(Long Beach, CA, Oct.11, 2022) The Long Beach Museum of Art is pleased to present Brilliant Earth: The Ceramic Sculpture of Tony Marsh, the first solo museum exhibition for the renowned contemporary sculptor and ceramicist. Organized by the Long Beach Museum of Art, this survey exhibition comprises more than 50 works spanning 50 years, from 1972 to the present. The work is presented in 4 upstairs galleries giving viewers the opportunity to move through the history of Marsh’s work with the vessel form epoch by epoch.
Brilliant Earth will present an exquisite collection of works—many that have never been in public view—from Marsh’s early series titled: Water, Marriage, Fertility and Creation Vessels, to his iconic Perforated Vessels, and through to his most recent and ongoing series, Spill and Catch, New Moon Jars, Crucibles and Cauldrons, aptly named after instruments that engage fire and transformation.
While Marsh’s life’s work as an artist has remained unflinchingly in the territory of the ceramic vessel, the work is uniquely his own. The result of ceaseless curiosity and focus, the artist has identified areas of intense artistic interest and explored these ideas with rigor until they were exhausted. The exhibition includes a diverse range of work from throughout Marsh’s career, from measured, somber meditations on the natural world to diaristic vessels that commemorate essential events in human experience, to eruptive celebrations of color and texture. Numerous works in the survey have never been exhibited before. Within the complex of galleries there is a taped discussion on view with the artist and Southern California Art Writer / Critic Leah Ollman in which Marsh discusses his life as an artist and educator.
Says Marsh. “Creating with clay—as has been the case with teaching—have been parallel life pursuits. However different they may be, I understand them both as tremendous instruments for learning and self-actualization” Marsh is an artist celebrated for his dedication to a practice that spans 4 decades. He engages and challenges the material, the history of high-craft skill sets and ceramics craft protocols. There is a restless curiosity about how one might bring meaning to ceramic vessels in a contemporary art context.
While not utilitarian, Marsh’s early vessels engaged with pottery from around the world as subject matter in an homage to what the medium has traditionally been called upon to do; preserve, hold, offer, ritualize, commemorate and beautify. In that way Marsh activated the internal arena of his predominantly horizontal open archetypal vessel forms and filled them symbolically with personal and cultural meaning all the while engaging a somber earth toned palette.

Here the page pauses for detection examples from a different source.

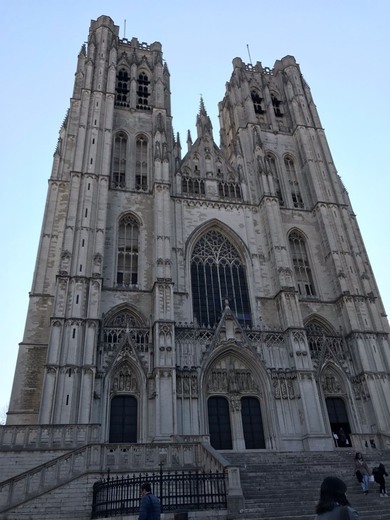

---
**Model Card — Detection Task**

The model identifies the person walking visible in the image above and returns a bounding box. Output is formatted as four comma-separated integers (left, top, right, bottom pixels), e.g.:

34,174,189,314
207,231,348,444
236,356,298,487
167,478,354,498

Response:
354,451,370,495
315,477,359,520
138,482,161,520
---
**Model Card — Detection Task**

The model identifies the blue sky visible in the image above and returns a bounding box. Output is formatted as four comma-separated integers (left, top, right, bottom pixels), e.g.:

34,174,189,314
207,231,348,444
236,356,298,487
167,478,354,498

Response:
0,0,390,411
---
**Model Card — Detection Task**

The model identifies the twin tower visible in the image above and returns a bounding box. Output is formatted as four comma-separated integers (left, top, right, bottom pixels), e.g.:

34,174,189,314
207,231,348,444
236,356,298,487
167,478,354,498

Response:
7,16,390,451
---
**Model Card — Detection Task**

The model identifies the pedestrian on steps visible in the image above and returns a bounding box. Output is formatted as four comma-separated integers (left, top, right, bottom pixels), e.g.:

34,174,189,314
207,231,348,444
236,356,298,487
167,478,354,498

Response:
354,451,370,495
314,477,359,520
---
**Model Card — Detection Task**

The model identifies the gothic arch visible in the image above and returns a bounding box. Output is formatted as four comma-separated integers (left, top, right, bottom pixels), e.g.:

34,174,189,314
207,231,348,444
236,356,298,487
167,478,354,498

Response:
185,219,250,269
186,220,255,327
103,303,148,327
200,342,275,451
318,361,354,447
287,227,318,298
104,354,146,442
304,313,336,336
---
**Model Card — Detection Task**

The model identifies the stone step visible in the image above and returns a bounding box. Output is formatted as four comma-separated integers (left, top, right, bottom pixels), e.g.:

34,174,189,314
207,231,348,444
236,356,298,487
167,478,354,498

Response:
224,451,390,520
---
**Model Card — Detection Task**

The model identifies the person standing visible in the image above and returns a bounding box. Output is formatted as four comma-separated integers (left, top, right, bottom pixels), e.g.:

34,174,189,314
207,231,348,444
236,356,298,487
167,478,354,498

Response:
372,463,389,497
354,451,370,495
315,477,359,520
138,482,161,520
338,428,347,448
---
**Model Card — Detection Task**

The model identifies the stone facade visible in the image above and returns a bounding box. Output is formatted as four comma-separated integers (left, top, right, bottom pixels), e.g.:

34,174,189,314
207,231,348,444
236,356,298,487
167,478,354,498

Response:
3,16,390,451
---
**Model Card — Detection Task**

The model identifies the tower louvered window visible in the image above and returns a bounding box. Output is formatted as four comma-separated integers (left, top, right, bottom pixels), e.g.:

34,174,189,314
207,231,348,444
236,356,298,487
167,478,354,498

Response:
115,68,130,107
271,94,283,117
116,215,139,289
289,231,315,296
135,135,148,191
264,153,284,206
191,230,252,326
284,157,305,209
137,72,150,110
111,132,127,188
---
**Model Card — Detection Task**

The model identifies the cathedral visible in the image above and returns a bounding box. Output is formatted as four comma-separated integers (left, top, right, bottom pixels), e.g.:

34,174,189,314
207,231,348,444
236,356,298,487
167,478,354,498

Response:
3,16,390,452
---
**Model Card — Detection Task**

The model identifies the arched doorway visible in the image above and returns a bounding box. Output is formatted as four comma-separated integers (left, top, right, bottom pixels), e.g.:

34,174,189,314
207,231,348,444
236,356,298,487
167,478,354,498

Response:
325,397,351,448
207,397,233,450
109,395,138,443
241,397,265,450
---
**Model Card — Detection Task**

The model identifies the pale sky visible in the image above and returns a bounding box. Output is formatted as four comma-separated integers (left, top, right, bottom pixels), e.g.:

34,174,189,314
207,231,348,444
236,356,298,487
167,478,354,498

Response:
0,0,390,413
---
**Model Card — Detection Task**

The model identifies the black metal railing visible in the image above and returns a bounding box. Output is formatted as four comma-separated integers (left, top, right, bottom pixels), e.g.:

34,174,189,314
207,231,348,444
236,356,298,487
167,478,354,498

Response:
91,470,227,518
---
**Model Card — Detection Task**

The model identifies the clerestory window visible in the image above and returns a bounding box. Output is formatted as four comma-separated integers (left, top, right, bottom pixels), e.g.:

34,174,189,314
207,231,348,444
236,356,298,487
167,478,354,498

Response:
116,214,139,289
111,132,127,188
289,231,315,296
115,68,130,107
191,230,252,327
135,135,148,191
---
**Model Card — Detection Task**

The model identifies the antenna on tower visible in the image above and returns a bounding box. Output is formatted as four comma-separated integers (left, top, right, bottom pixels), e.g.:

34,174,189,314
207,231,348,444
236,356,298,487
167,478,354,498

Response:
246,44,252,65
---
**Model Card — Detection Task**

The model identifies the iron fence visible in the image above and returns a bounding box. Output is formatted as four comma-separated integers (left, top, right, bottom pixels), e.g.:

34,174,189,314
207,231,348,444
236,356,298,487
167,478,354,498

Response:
91,470,227,518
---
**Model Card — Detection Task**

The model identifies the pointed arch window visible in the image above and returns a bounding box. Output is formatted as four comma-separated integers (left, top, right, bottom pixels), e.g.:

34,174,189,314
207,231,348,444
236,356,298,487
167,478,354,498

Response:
251,90,265,114
284,156,305,209
115,67,130,107
137,72,150,110
102,309,150,352
111,132,127,188
191,230,252,327
116,215,139,289
181,175,206,195
264,153,284,207
135,135,148,191
289,231,315,296
218,181,242,200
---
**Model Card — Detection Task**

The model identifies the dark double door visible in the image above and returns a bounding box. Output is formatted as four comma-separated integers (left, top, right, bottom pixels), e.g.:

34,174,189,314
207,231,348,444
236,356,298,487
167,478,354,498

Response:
207,397,265,450
109,395,138,443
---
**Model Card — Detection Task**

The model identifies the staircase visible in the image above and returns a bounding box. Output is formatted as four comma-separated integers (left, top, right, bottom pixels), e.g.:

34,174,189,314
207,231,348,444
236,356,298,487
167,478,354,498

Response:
224,449,390,520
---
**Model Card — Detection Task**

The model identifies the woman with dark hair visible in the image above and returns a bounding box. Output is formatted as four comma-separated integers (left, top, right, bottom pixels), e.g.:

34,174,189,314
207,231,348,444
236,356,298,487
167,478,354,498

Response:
315,477,359,520
354,451,370,495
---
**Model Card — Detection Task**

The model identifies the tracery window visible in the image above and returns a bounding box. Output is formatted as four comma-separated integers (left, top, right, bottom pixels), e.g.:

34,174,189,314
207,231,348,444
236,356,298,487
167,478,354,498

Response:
191,230,252,326
137,72,150,110
218,182,242,200
284,156,305,209
111,132,127,188
135,135,148,191
251,90,265,114
115,68,130,107
289,231,315,296
102,309,150,351
116,214,139,289
264,153,284,206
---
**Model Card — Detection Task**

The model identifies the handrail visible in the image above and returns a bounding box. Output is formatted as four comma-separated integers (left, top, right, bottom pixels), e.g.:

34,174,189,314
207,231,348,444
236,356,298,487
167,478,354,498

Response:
0,442,241,512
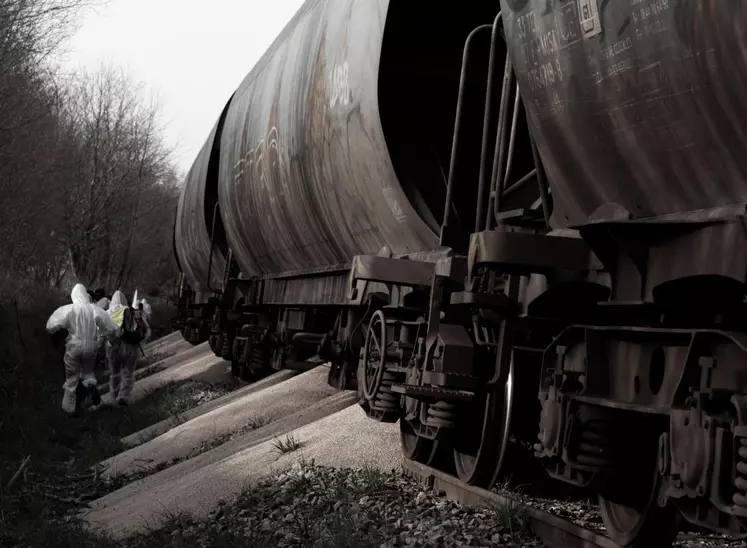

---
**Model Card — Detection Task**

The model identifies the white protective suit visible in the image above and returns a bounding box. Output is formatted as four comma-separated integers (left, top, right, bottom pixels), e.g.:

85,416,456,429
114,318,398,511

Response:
106,291,150,405
47,284,117,413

Over the course of the last 15 years Marsh has entirely refocused his approach philosophically and practically by activating the external surface of vertical forms. There has been a pronounced shift towards encouraging unpredictability, the embrace of failure, intuitive impulse and subversion of craft protocols. There are no notes taken through the course of multiple firings which sets the stage for the artists approach to freely following results rather than trying to predetermine them while exploring the unique transformational, phenomenological nature of ceramic materials subjected to heat. The Crucibles, Cauldrons, Spill & Catch series and New Moon Jars produced in the past decade are a celebration of eruptive color and texture as Marsh sculpts as much with glaze and color as with clay.
“It is an honor for this institution to exhibit the work of Tony Marsh, an amazing artist whose achievements are boundless, and we are pleased to share them with the Long Beach community and its visitors,” says Ron Nelson, Executive Director of the Long Beach Museum of Art. “Marsh has been an international leader in contemporary ceramics and has taught, inspired, and mentored many exceptional contemporary artists.”
Born in 1954 in New York, Tony Marsh grew up in central California and is currently living and working in San Pedro. He earned a BFA in Ceramic Art from California State University, Long Beach (CSULB) spent three years in the workshop of Tatsuzo Shimaoka in Mashiko, Japan and earned his MFA from Alfred University, NY. Marsh, a professor at CSULB, chaired the Ceramics Department for 25 years (1989-2015) and Co-Founded the Center for Contemporary Ceramics, a national and international residency program on the CSULB campus connected to the Ceramic Arts Program and was its first director.
He has exhibited his ceramic art in Asia, Europe and across the United States in solo and group exhibitions since 1992. His ceramic sculpture is in over 30 permanent Institutional collections around the world, including SFMOMA, the Metropolitan Museum of Art (NY); Everson Museum (Syracuse); MAD Museum NY, LACMA, Los Angeles, M+ Museum Hong Kong, Museum of Fine Arts, Houston Long Beach Museum of Art; Oakland Museum of Art and more.